# What is Improvement?



## Zeke351 (Feb 9, 2010)

Good Afternoon All,

Looking for some insight:

About 6 weeks ago I found out my W was having a EA on Facebook. I confronted her, she tells me she loves me but isn't in love with me anymore and doesn't know if the feelings will come back. She wants to try to work on our marriage. She has no more contact with the guy on Facebook at all. We start counseling in a week.

Fast forward to now. I have been working on the things I know were wrong that I can do, taking care of more responsibilities around the house, talking more, sharing more, being more involved all around. The tension in the house has gone down a ton so the emotional roller coaster has leveled off a bit. We talk a lot more and are having some fun together as a couple. 

She still is having trouble telling me clearly what was lacking for her emotional needs other then what I mentioned above. Hopefully our counseling can bring that into focus a little more.

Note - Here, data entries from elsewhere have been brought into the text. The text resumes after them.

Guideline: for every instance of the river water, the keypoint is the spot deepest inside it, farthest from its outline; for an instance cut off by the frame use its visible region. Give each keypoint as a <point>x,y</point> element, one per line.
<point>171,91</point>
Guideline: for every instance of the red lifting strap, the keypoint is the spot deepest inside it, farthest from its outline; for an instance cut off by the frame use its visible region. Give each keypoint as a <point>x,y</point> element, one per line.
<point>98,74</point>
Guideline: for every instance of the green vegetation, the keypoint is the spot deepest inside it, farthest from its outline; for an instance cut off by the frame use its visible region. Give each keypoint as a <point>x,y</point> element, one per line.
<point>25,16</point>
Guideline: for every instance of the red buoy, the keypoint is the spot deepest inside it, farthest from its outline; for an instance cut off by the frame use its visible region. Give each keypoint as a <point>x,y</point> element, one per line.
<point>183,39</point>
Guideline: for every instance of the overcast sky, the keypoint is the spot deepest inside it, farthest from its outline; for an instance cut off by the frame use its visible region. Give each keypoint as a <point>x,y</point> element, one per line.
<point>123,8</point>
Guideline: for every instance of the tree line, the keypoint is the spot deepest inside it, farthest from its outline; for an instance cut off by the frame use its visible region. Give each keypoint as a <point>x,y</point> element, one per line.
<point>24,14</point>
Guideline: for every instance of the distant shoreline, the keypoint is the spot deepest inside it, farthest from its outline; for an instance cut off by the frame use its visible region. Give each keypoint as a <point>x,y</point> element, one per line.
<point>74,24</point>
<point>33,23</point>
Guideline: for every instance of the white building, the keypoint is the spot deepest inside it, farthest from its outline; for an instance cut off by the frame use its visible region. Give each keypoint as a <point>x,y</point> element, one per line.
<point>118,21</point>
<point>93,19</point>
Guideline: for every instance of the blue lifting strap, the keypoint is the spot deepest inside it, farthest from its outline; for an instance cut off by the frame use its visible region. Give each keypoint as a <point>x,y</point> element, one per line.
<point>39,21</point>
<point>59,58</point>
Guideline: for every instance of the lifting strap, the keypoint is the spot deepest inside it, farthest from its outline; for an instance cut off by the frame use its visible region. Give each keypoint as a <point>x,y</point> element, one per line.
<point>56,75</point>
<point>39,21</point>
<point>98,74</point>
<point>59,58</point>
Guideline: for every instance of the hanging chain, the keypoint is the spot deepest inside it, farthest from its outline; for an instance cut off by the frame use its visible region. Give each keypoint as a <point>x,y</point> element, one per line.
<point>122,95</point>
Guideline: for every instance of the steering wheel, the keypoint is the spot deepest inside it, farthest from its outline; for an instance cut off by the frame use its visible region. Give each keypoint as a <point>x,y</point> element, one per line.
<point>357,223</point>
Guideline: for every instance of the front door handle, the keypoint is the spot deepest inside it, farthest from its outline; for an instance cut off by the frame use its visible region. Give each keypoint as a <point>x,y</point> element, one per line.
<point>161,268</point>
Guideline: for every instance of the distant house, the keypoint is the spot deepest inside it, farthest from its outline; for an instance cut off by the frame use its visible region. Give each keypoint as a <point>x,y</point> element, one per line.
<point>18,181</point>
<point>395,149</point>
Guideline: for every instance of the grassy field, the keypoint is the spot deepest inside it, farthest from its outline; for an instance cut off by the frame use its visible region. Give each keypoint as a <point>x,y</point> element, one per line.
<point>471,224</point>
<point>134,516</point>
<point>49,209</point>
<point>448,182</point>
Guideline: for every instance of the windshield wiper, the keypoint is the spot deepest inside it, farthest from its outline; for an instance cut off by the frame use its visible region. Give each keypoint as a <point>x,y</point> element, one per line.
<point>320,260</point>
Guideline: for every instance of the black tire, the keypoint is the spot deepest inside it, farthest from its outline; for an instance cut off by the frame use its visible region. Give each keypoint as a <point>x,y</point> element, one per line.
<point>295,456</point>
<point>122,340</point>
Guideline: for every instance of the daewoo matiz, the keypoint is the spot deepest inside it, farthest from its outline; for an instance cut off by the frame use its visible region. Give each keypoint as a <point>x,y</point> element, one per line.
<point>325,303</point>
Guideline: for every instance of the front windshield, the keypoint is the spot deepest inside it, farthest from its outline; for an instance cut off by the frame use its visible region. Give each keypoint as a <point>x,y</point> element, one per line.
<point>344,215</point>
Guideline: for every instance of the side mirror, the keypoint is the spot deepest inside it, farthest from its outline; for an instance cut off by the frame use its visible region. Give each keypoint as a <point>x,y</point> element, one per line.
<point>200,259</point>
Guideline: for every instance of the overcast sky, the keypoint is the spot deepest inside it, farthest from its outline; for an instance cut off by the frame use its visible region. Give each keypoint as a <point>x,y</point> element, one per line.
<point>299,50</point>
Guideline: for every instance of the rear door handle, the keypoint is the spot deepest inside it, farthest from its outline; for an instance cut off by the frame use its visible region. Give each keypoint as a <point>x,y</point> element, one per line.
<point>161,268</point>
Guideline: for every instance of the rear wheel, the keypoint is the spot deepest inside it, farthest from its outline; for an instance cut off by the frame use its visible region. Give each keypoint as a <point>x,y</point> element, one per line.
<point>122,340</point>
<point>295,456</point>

So I guess in a typical "Guy" question: what signs do I look for to gauge if we are making progress or not? I realize there are no hard/fast rules or indicators. If I ask her, she tells me she thinks we are doing better but she is not sure! Causing me to pull out some of the few remaining hairs in my head! LOL

I realize we didn't get into this spot overnight and it won't get fixed overnight. I am just looking for some experienced input to know the best way to proceed.

Thank You,

Zeke351


----------



## SurpriseMyself (Nov 14, 2009)

Without knowing the details, all I can say is that a woman wants to feel like you are the person she'd rather spend time with over anyone else. You two need to laugh together. You need to really enjoy your time together. If you used to, get back there in your memory. What was it like? How did you act? If you never did, then I don't know what you can do.


----------